I am trying to extract the temprature and significantweathercode from df2 using values from df1. For example, the dates from df2 will be matched fully to dates with df1 but times may not be the same so I need to identifiy a threshold of say 15-30 minutes to find the closest time and at the same time I need to match the coordinates as they may not match exactly and a threshold will be required to find the closest match. The steps are:

  • Match the date
  • Match the location/coordiantes, if not exact match, find the closest
  • Match the time, if not exact match, find the closest time

The solution I have is

  • Subset the data from df1 based on date
  • Select the observation with the minimum time difference and smallest distance
  • Find the difference between times and coordinates

In reality the data is large containing close to half a million rows for each of the data frames. I am trying to find out an efficient way in r to try and do such matching.

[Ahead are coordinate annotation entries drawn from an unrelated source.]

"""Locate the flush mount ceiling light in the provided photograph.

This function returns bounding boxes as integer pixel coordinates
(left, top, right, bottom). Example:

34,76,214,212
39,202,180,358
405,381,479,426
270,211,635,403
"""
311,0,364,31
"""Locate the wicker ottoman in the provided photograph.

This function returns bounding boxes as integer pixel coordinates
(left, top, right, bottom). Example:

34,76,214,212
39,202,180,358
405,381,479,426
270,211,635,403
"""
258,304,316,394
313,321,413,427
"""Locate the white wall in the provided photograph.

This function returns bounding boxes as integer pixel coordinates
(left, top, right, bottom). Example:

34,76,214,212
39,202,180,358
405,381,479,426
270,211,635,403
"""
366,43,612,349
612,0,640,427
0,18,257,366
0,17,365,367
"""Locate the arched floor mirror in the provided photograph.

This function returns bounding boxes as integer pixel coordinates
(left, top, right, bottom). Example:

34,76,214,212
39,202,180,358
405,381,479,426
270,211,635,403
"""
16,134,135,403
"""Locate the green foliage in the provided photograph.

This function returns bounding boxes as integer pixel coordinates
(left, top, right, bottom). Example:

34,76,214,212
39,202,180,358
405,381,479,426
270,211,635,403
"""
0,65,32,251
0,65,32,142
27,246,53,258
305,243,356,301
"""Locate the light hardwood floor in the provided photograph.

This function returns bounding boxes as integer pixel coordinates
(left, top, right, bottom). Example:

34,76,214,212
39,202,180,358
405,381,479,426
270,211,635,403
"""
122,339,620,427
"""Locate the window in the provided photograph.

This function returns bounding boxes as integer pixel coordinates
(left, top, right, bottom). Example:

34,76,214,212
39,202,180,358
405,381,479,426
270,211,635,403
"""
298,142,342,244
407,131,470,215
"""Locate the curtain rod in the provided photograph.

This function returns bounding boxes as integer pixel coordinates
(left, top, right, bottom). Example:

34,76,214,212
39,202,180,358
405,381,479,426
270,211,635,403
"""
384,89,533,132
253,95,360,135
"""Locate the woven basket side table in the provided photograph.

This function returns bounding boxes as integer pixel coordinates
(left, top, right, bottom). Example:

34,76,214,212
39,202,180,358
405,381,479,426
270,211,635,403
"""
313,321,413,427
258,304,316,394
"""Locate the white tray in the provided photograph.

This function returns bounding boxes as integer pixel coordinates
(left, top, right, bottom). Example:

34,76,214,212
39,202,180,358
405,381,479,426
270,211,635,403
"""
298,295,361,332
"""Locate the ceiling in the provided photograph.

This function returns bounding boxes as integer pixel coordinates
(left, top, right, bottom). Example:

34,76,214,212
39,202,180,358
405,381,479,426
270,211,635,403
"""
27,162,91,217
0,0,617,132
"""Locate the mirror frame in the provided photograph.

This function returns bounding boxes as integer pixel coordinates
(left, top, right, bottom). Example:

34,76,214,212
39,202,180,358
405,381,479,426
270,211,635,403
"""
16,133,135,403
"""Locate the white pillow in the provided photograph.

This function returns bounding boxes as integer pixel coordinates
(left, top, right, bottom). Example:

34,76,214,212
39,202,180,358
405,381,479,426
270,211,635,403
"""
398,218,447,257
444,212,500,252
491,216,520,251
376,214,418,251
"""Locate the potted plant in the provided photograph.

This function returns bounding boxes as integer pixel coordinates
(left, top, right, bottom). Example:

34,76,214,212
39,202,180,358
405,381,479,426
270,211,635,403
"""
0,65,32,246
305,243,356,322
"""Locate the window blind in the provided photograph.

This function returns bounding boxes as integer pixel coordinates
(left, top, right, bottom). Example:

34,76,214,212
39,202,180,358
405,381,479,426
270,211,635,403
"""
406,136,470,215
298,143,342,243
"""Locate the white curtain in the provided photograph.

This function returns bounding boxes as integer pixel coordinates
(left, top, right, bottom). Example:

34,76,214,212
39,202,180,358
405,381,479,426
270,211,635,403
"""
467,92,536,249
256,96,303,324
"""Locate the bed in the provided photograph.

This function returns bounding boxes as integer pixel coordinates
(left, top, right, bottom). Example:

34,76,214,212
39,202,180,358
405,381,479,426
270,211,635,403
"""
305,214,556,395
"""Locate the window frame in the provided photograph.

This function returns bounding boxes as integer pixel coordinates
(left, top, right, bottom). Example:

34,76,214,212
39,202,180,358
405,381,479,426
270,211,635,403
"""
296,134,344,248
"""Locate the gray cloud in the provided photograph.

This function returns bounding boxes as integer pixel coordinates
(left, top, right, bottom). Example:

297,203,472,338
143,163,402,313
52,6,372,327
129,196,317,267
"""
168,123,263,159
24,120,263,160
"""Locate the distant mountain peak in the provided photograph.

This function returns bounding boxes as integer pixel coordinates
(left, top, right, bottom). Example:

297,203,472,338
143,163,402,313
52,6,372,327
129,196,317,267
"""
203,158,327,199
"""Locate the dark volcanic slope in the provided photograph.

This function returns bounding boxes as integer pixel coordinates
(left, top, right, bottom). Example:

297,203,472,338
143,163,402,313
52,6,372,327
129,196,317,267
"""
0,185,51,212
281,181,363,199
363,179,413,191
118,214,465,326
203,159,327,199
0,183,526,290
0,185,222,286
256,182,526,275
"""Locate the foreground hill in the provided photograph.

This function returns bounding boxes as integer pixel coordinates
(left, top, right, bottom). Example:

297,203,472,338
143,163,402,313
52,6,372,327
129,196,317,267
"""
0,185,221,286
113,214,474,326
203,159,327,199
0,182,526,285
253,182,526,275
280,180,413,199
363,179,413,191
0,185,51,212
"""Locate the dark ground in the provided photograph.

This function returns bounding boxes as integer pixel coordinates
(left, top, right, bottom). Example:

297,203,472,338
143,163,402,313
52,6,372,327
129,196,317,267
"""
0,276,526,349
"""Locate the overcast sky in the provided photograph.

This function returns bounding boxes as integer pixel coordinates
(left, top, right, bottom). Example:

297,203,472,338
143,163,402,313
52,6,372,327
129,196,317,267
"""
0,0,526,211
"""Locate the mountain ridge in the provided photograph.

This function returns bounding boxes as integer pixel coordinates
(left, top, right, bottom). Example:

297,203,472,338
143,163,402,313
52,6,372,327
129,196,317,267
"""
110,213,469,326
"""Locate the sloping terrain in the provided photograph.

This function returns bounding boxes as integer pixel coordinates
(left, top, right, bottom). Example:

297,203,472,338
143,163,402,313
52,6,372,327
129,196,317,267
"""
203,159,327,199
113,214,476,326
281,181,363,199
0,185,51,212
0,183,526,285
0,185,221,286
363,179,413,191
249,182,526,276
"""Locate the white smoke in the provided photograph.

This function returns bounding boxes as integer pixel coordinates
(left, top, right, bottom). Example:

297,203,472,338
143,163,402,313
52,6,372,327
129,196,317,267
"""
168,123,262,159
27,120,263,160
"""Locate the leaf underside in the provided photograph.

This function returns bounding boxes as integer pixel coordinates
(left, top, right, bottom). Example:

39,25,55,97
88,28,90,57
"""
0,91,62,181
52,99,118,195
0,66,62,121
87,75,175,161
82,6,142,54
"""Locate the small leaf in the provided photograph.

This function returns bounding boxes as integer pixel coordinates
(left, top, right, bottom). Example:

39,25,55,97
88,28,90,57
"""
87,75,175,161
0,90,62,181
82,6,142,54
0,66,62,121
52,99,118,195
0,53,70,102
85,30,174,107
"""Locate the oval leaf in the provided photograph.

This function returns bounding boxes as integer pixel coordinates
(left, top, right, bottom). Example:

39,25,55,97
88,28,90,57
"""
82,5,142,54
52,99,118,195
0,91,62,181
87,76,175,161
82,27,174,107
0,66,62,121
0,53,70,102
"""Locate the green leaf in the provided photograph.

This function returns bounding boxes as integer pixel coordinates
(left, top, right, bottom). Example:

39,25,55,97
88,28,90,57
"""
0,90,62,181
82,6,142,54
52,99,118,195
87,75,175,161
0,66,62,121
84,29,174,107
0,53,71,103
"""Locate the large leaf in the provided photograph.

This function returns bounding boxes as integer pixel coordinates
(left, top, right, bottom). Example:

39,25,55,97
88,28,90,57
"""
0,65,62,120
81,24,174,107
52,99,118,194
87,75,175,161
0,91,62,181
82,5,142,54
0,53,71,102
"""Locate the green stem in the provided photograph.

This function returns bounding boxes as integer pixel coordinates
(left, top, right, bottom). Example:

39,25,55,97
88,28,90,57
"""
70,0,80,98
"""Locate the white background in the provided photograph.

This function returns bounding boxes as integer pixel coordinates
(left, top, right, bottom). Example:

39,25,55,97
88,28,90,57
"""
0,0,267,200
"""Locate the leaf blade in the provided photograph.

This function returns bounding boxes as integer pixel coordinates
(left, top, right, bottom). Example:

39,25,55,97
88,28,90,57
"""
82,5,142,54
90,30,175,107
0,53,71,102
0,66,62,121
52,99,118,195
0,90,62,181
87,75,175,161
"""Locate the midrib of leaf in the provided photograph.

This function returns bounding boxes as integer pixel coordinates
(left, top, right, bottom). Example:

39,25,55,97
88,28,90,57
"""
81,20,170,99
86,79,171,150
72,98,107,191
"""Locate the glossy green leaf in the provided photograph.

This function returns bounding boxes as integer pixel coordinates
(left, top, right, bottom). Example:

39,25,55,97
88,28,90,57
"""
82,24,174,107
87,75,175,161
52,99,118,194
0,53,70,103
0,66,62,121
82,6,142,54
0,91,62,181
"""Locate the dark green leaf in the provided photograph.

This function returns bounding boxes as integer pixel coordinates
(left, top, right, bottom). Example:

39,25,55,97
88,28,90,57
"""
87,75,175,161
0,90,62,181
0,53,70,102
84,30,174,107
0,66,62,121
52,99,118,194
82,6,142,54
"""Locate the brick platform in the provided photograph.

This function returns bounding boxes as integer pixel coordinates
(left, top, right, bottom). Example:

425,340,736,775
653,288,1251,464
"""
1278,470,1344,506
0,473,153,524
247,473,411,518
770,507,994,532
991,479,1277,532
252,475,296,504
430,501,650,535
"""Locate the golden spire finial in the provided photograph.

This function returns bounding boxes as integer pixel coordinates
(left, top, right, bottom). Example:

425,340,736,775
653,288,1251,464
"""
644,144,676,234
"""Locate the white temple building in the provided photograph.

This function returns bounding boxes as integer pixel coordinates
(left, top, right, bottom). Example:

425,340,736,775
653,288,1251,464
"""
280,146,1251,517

Suggestions will be welcomes with possible work arounds.

1
Much will depend on how much unique locations you have in each dataframe. - Thierry
In df1 there are 170 unique locations but in df1 there are many. We are talking about thousands. - syebill

1 Answers

0
votes

A database solution would be more efficient than a pure R solution. E.g. a PostgreSQL database with PostGIS extension would allow for spatial queries.